= Joseph Gotthardt =

Namibian Bishop

Joseph Gotthardt (16 December 1880 – 3 August 1963) was a Catholic missionary and later Bishop and Archbishop in South-West Africa (today Namibia). He was the first to set up missions in the Kavango Region and in Ovamboland, became the first Vicar Apostolic of Windhoek.

==Early life and missionary work ==
Gotthardt was born in Thalheim in the German Westerwald. He attended the Oblate Congregation in the Limburg Province in the Netherlands from 1900 to 1905 and graduated as priest. He worked as Junior Lecturer directly after being ordained until 1907 and was then sent to Grootfontein in German South-West Africa.

Soon after his arrival he in Namibia he led the sixth and seventh mission journeys to the Kavango region—a difficult assignment considering that the leader of the indigenous population, Hompa (King) Nyangana of the VaGciriku was a fierce critic of all European influence, and particularly that of missionaries. The previous five mission journeys into the Kavango had been unsuccessful but the seventh led to the establishment of a mission station at Nyangana in 1910 and at Andara in 1913.

Gotthardt also developed the first mission station in former Ovamboland, at Oshikuku, in 1924.

==Church career==
Gotthardt was appointed Prefect Apostolic of Cimbebasia in 1921, replacing the retired Eugenio Klaeyle. When the prefecture became the Windhoek Vicariate soon thereafter, he became Vicar and was ordained as bishop at Hünfeld in Germany in 1924, becoming the leader of the Catholic Church in South-West Africa.

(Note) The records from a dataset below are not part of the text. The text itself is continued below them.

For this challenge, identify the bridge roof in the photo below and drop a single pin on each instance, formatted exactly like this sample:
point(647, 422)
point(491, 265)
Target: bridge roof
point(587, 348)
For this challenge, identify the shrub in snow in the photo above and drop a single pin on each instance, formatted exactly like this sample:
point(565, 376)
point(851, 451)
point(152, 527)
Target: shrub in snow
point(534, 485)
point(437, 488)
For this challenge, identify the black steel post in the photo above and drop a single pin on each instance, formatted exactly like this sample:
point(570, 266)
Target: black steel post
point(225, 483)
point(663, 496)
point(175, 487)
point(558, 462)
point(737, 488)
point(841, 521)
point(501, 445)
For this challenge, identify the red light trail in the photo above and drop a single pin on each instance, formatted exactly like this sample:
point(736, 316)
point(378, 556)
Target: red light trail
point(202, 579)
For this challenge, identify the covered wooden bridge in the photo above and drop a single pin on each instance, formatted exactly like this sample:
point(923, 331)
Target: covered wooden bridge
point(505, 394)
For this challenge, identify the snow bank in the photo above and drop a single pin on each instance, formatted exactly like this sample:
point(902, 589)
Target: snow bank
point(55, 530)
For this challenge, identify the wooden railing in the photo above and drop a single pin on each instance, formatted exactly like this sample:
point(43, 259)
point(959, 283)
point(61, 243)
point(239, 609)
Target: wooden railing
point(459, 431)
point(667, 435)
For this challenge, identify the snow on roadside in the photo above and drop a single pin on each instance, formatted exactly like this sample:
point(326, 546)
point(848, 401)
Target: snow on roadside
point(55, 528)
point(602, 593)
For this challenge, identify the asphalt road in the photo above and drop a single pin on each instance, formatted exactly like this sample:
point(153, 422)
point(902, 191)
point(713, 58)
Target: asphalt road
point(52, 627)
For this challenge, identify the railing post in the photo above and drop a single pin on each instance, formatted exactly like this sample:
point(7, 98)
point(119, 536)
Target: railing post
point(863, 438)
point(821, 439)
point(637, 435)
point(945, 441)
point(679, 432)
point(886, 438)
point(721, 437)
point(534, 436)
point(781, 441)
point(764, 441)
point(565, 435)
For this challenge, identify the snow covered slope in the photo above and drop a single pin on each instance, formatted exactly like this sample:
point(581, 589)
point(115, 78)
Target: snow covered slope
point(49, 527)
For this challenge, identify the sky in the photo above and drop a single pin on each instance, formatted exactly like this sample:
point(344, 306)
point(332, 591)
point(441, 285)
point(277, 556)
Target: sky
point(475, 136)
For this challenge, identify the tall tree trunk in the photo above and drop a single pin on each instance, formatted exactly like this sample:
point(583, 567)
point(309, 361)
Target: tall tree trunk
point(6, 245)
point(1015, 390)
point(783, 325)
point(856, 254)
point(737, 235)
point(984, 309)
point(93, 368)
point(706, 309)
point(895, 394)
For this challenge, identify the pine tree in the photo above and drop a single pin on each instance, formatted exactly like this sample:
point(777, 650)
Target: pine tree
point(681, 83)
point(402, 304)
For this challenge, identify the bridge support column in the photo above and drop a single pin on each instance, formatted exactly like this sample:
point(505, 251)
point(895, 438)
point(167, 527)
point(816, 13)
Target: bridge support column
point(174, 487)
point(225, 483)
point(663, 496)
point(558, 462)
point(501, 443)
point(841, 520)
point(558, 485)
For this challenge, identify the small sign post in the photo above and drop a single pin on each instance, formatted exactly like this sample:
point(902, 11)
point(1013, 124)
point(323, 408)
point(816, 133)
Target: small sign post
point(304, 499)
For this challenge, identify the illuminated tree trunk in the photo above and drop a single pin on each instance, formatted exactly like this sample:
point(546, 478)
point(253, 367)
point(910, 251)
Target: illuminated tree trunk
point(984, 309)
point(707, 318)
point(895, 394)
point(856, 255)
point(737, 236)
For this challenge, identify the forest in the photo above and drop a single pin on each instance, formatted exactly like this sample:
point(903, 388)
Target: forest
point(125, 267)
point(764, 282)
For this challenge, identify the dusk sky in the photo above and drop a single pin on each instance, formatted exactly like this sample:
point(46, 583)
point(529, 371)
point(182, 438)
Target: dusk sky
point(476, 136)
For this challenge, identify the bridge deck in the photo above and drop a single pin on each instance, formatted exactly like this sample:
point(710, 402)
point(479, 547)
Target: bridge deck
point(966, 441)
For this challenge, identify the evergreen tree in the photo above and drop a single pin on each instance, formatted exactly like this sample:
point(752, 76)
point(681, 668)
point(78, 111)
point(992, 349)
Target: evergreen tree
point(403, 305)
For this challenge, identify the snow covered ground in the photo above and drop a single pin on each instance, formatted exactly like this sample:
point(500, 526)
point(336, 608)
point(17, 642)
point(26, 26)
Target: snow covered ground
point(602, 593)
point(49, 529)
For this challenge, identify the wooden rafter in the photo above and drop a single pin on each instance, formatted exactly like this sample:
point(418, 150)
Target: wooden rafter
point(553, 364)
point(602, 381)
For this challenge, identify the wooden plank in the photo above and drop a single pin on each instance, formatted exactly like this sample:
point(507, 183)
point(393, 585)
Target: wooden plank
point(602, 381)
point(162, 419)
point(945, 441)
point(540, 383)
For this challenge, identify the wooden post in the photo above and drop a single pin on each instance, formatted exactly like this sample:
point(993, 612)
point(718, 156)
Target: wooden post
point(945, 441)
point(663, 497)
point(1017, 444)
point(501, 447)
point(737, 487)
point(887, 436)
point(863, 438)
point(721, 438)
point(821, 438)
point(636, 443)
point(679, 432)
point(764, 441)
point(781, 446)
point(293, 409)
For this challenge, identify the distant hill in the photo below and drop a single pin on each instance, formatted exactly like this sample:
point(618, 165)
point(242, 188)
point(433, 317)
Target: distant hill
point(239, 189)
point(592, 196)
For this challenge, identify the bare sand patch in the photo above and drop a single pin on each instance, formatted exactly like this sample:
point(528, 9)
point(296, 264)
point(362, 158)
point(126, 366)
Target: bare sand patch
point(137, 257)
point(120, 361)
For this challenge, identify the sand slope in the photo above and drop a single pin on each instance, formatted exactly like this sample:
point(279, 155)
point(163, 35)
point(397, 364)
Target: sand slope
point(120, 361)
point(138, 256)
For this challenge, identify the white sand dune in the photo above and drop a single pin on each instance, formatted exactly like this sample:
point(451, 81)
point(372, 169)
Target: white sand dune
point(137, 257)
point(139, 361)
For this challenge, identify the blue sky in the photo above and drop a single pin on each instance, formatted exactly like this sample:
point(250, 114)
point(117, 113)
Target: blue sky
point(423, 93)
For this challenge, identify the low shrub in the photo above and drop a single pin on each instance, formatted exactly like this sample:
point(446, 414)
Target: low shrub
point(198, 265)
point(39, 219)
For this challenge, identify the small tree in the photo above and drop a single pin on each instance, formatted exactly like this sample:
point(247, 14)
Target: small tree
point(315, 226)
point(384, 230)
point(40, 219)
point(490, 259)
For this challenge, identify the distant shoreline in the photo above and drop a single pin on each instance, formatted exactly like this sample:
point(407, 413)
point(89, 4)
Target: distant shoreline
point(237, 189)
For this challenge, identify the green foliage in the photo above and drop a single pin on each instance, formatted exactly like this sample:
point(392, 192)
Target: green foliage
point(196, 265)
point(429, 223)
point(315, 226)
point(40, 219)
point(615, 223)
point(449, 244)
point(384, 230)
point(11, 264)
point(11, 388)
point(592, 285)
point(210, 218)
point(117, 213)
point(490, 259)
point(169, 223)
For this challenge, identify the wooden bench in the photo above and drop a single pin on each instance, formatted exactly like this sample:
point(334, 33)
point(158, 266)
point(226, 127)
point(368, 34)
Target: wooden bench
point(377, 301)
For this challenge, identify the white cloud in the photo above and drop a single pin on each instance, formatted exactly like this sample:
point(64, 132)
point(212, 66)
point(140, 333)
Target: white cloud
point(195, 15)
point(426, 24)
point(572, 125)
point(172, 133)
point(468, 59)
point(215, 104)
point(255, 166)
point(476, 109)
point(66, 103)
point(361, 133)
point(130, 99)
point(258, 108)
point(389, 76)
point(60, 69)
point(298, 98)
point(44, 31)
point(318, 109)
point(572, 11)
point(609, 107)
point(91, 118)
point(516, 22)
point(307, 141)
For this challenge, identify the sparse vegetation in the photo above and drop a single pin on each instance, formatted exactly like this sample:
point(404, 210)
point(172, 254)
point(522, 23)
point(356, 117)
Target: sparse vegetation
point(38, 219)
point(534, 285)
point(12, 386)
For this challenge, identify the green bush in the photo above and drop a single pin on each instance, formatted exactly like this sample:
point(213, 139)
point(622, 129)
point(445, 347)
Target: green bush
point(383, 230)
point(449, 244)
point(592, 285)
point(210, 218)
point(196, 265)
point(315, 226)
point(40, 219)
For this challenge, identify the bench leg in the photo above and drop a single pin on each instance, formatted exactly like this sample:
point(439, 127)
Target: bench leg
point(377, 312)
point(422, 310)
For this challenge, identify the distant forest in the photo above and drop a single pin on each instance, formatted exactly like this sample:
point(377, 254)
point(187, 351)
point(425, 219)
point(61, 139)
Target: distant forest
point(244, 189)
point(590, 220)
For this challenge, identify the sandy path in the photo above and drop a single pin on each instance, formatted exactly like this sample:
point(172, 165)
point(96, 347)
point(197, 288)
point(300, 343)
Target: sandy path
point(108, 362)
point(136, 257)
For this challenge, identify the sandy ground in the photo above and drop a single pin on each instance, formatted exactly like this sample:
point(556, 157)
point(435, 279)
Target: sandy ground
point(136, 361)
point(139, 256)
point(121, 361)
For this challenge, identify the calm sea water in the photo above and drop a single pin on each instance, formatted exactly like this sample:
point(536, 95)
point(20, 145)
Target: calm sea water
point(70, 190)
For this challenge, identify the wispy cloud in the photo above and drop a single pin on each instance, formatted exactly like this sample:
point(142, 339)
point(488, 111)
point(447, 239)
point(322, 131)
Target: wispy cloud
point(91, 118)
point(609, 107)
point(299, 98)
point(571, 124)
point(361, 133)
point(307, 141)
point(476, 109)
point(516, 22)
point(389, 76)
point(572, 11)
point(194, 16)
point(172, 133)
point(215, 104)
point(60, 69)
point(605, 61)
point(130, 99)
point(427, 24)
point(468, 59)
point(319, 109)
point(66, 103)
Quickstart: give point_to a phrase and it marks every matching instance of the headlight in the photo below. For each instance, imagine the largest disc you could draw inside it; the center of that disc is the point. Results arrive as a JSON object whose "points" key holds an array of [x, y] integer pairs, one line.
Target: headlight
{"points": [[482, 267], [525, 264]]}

In 1923, he published a widely received paper The awakening of Africa and the duties of the Catholic church in which he portrayed the "unhappy entanglement" of colonisation and mission, one of the first pieces of criticism of colonisation in Namibia.

After serving 25 years in the position of Vicar, Pope Pius XII appointed him as archbishop in 1951. After more than 50 years of service, Gotthardt resigned at the age of 80 in May 1961. He died in Swakopmund on 3 August 1963.